Downing v. Barrett Mobile Home Transport, Inc. (1974) 38 Cal. App. 3d 519. Failure to keep such a lookout or to see that which may readily be seen if the driver was looking constitutes negligence as a matter of law. Gergman v. Bierman (1956) 138 Cal. App. 3d 692.
If a driver was operating a vehicle without a valid driver’s license, he may be found to have violated California Vehicle Code Section 12500, subd. (b), which provides:
A person may not drive a motorcycle, motor-driven cycle, or motorized bicycle upon a highway, unless the person then holds a valid driver's license or endorsement issued under this code for that class, except those persons who are expressly exempted under this code, or those persons specifically authorized to operate motorized bicycles or motorized scooters with a valid driver's license of any class, as specified in subdivision (h) of Section 12804.9.

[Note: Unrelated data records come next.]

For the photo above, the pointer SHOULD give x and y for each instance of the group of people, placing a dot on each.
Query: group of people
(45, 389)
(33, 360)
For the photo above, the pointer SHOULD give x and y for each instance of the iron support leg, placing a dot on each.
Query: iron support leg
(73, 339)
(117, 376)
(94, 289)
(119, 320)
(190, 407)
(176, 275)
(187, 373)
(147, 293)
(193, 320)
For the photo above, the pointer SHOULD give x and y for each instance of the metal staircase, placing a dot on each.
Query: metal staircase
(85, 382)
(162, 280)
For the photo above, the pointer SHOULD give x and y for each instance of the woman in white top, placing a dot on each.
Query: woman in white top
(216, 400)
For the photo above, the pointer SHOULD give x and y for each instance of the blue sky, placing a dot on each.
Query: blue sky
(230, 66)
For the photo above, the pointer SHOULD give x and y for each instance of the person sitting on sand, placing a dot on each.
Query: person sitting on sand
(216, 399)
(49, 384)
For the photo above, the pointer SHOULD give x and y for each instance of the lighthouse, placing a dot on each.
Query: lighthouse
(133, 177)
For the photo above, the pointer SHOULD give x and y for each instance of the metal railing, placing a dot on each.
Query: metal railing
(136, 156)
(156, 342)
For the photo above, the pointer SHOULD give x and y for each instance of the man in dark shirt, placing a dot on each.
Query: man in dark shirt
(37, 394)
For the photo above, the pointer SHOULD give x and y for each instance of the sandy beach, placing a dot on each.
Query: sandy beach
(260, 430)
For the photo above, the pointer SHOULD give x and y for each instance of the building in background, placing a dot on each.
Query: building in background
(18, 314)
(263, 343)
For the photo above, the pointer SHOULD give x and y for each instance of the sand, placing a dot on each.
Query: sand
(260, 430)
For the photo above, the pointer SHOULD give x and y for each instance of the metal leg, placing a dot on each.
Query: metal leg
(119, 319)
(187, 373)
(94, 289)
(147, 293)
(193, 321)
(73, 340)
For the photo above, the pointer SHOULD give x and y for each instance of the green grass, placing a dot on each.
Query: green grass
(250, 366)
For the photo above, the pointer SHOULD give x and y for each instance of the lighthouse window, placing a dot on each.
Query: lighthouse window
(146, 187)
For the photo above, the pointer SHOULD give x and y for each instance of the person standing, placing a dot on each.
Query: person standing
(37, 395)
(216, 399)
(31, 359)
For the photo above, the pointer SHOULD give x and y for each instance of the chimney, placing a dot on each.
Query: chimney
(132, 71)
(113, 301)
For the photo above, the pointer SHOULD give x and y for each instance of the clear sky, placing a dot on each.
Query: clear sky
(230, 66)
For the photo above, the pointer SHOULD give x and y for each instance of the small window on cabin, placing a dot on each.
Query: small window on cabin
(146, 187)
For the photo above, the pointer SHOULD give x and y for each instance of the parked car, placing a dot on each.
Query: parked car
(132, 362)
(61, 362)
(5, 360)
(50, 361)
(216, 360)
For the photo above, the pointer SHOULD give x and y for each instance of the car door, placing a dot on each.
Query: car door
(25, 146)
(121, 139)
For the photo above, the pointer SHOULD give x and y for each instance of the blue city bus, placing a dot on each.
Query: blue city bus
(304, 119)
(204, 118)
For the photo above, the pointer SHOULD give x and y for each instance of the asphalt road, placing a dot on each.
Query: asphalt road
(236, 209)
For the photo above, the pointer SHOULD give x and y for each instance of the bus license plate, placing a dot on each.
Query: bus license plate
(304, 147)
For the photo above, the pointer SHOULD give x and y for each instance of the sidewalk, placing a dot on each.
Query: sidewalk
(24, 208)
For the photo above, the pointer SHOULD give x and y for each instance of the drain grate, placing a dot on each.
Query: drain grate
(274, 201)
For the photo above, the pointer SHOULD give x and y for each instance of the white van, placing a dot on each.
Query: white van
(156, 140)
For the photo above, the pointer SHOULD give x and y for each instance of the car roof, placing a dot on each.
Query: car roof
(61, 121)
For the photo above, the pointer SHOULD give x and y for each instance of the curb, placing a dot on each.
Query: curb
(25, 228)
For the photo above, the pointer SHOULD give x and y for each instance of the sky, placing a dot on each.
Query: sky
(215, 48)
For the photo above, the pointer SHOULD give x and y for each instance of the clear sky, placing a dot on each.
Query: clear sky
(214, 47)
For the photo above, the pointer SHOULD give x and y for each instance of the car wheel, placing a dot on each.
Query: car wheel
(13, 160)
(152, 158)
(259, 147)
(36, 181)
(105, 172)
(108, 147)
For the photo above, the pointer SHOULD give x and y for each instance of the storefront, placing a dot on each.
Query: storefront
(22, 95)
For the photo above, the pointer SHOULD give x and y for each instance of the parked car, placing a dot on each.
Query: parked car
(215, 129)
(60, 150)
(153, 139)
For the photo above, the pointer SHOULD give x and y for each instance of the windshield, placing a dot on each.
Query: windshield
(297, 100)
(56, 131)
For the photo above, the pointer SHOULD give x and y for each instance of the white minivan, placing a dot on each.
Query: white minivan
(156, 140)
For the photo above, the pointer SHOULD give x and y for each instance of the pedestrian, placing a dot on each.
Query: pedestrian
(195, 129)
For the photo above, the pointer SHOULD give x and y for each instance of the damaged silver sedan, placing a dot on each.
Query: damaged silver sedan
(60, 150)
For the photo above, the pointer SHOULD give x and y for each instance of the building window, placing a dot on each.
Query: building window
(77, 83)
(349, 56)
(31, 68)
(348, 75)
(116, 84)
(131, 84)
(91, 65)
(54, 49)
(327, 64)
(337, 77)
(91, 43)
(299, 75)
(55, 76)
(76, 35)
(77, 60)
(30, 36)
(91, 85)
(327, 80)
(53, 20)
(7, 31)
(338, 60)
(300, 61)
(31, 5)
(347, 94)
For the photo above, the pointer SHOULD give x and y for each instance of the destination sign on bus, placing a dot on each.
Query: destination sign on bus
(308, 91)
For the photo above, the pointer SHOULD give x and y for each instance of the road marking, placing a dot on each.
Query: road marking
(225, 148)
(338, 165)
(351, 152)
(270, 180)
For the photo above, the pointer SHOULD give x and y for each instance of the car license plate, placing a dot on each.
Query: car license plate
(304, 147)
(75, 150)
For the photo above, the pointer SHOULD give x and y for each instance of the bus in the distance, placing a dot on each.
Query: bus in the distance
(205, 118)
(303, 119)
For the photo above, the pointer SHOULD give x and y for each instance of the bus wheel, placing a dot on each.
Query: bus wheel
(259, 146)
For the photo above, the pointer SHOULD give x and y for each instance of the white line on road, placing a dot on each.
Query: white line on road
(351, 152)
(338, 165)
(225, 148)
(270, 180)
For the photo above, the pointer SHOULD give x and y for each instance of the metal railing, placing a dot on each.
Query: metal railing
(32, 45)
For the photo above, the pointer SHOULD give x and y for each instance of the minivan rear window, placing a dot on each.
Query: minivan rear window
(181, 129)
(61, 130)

Notably, California Evidence Code Section 669, subd. (a) provides that the failure of a person to exercise due care is presumed if:
(1) He violated a statute, ordinance, or regulation of a public entity;
(2) The violation proximately caused death or injury to person or property;
(3) The death or injury resulted from an occurrence of the nature which the statute, ordinance, or regulation was designed to prevent; and
(4) The person suffering the death or the injury to his person or property was one of the class of persons for whose protection the statute, ordinance, or regulation was adopted.
Accordingly, a driver who violates any of the rules of the road may be presumed negligent if the four conditions set forth above are present. Casey v. Russell (1982) 138 Cal. App. 3d. 379. However, the presumption may be rebutted by proof that the person violating the statute did what might reasonably be expected of a person of ordinary prudence, acting under similar circumstances, who desired to comply with the law. California Evidence Code Section 669, subd. (b). Similarly, the presumption is inapplicable “where violation of the provision was required bay a law of the federal government [or] to comply with […] the California Emergency Services Act.”
California Civil Code Section 3333.4 generally prohibits the recovery of non-economic losses (to compensate for pain and suffering, inconvenience, physical impairment, disfigurement and other nonpecuniary damages) where the operator of the vehicle is an uninsured motorist. However, the Supreme Court of California’s recent ruling in Horwich v. Superior Court (1999) 21 Cal. 4th 272 limits the applicability of California Civil Code Section 3333.4. The Court’s ruling in that case generally stands for the proposition that a wrongful death plaintiff whose decedent was the uninsured owner or operator of a motor vehicle involved in an accident is not precluded under the statute governing recovery in such cases, from recovering damages for loss of care, comfort and society. (The Court’s rationale is that a plaintiff in a wrongful death action is not the uninsured owner or operator of a vehicle involved in the accident. Whereas Section 3333.4 is aimed at people who have failed to take personal responsibility for their actions, including drivers without liability insurance. Applying Section 3333.4 directly to a wrongful death plaintiff would prohibit recovery by the plaintiffs, rather than the decedent.)